Los coloquios del ermitaño Fray Aristóteles: el laicismo

Hay un monte en Grecia, llamado el Monte Athos, que es mundialmente conocido por el gran número de monasterios y ermitas que en él se ubican, hasta el punto de ser conocido por los cristianos ortodoxos como “el monte de los santos”.

No muy lejos de allí, en una cueva solitaria, vive alejado del mundo Fray Aristóteles, un ermitaño greco-católico. La fama de su santidad, de su simpatía y de su sencilla sabiduría han trascendido, y son muchos quienes se acercan a su cueva en busca de consuelo, de consejo, o simplemente de conversación…

Hace pocos días, un veterano político progresista llegó junto a la cueva de Fray Aristóteles frente al monte Athos. Era un alto cargo del PSOE, pero justo y honrado. Mientras esperaba a que el ermitaño terminase sus oraciones de la mañana, se entretuvo hojeando la edición del día de EL PAIS. Cuando salió el monje le preguntó:

-Fray Aristóteles, tú que te has separado de la sociedad siguiendo tu vocación religiosa, ¿no crees que la religión debería ser algo totalmente privado y estar totalmente separada del Estado?

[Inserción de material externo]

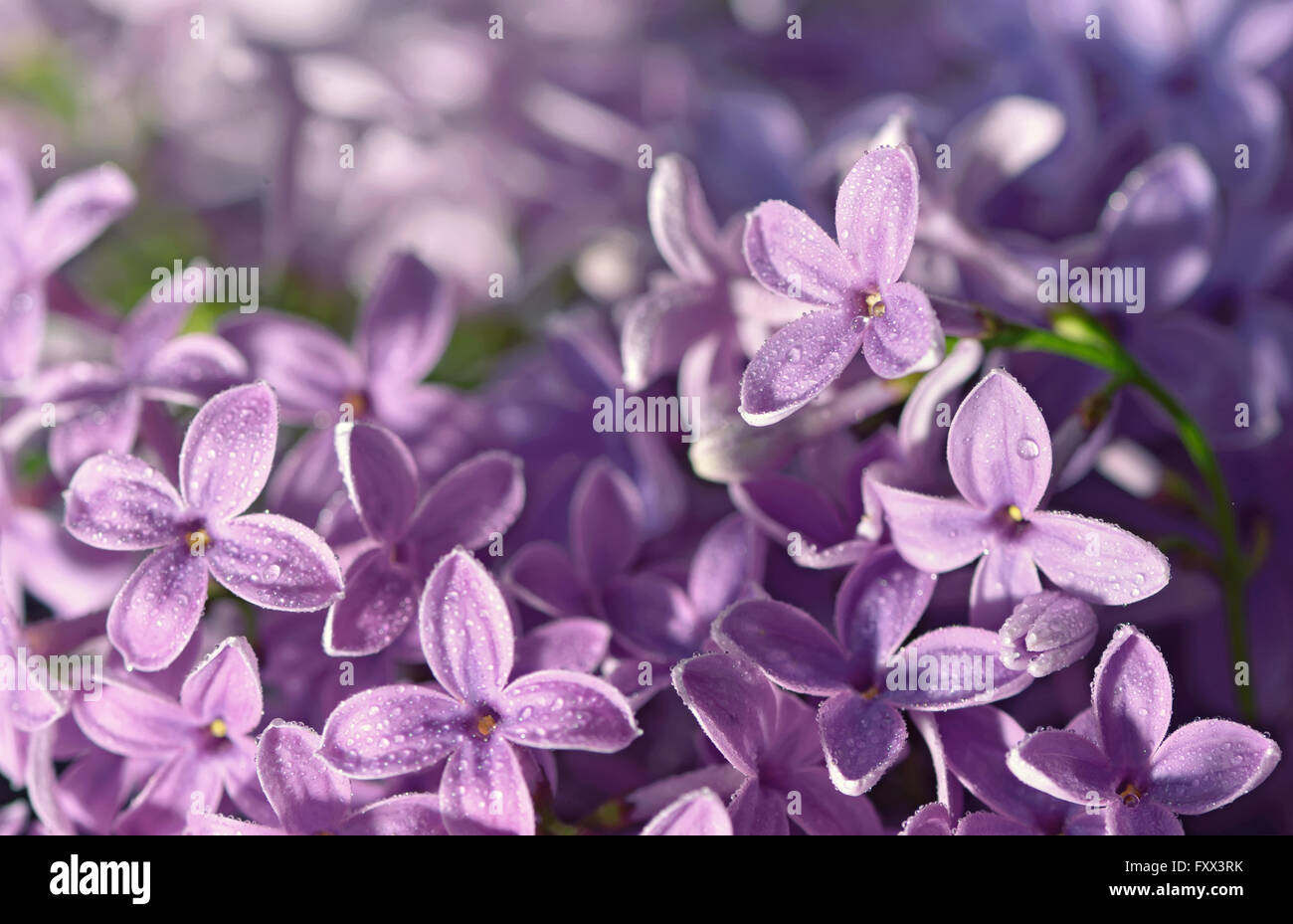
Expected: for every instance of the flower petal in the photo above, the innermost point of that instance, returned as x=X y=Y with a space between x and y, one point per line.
x=229 y=450
x=158 y=608
x=697 y=813
x=275 y=562
x=567 y=709
x=875 y=212
x=1065 y=765
x=465 y=629
x=733 y=703
x=227 y=686
x=862 y=738
x=800 y=362
x=790 y=255
x=999 y=446
x=406 y=322
x=934 y=534
x=483 y=791
x=1098 y=561
x=1210 y=763
x=116 y=501
x=389 y=730
x=379 y=604
x=380 y=477
x=788 y=646
x=308 y=795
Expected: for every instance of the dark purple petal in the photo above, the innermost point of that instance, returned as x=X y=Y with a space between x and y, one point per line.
x=395 y=729
x=229 y=450
x=116 y=501
x=275 y=562
x=465 y=629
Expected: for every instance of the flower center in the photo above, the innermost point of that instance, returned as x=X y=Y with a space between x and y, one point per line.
x=1130 y=795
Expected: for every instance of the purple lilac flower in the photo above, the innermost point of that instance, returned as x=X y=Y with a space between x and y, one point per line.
x=861 y=728
x=1129 y=764
x=770 y=738
x=38 y=238
x=853 y=284
x=476 y=719
x=309 y=797
x=468 y=506
x=117 y=501
x=202 y=745
x=1000 y=458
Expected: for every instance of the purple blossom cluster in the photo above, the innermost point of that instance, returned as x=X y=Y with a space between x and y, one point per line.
x=753 y=420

-Has formulado bien tu pregunta, hermano. No me has preguntado si los sacerdotes y religiosos debemos tomar las decisiones políticas o influir en ellas, sino si la religión en su conjunto debería estar separada de las leyes. Porque dime, ¿no se basa el Estado en la existencia de unas leyes que todas las personas deben obedecer?

-Exactamente.

-Y para que un Estado funcione bien, ¿no deben obedecer los ciudadanos esas leyes voluntariamente, aunque personalmente no les convenga o no les apetezca?

-Claro.

-Y ahora dime. Si no fuese porque Dios mandó en el cuarto mandamiento obedecer a las autoridades ¿qué podría inducir a un ciudadano a cumplir una ley que no le gusta o que le perjudica? ¿Sólo el miedo a la represión?

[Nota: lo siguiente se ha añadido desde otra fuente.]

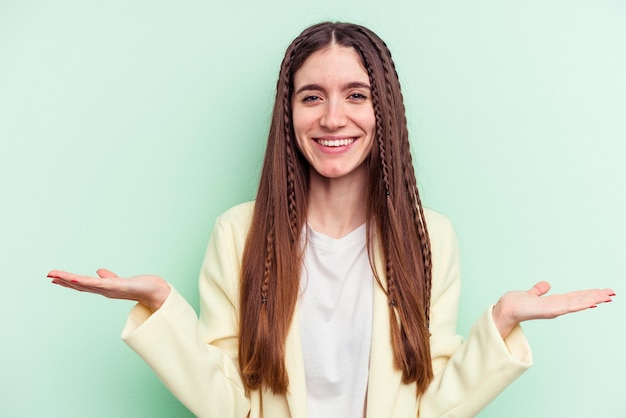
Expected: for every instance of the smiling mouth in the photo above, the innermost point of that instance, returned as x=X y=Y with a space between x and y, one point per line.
x=335 y=142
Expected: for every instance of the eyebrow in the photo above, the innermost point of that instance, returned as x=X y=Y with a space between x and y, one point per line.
x=351 y=85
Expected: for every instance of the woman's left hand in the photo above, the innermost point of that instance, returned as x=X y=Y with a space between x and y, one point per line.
x=517 y=306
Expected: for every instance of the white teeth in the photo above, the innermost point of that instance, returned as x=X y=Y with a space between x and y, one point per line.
x=335 y=142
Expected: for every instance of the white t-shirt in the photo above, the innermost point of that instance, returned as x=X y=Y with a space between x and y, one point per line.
x=336 y=298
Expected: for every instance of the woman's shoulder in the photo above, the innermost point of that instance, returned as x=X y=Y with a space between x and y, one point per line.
x=235 y=220
x=238 y=213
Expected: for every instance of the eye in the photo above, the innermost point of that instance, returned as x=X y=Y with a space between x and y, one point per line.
x=357 y=97
x=310 y=98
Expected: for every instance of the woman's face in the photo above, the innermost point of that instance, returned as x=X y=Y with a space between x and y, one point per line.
x=333 y=115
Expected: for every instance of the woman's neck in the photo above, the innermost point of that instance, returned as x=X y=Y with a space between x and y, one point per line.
x=337 y=207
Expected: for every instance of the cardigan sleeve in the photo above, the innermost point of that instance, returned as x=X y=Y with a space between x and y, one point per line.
x=471 y=373
x=195 y=358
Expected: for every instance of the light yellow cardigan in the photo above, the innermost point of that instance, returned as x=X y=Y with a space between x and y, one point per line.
x=197 y=358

El político agachó la cabeza y permaneció en silencio unos instantes. Poco después se rascó el cogote y musitó:

-Por eso todos los regímenes antirreligiosos se convierten en seguida en Estados policíacos: Fouché y la guillotina en la Revolución Francesa, la Gestapo y Auschwitz en la Alemania nacional-socialista, el KGB y los Gulag en la Rusia comunista…

Tras otro largo momento de silencio, levantó la cabeza, sonrió al ermitaño y le alargó su ejemplar de EL PAIS.

-Ten, Fray Aristóteles. Yo no voy a volver a necesitarlo nunca más y a ti te vendrá bien para encender el fuego.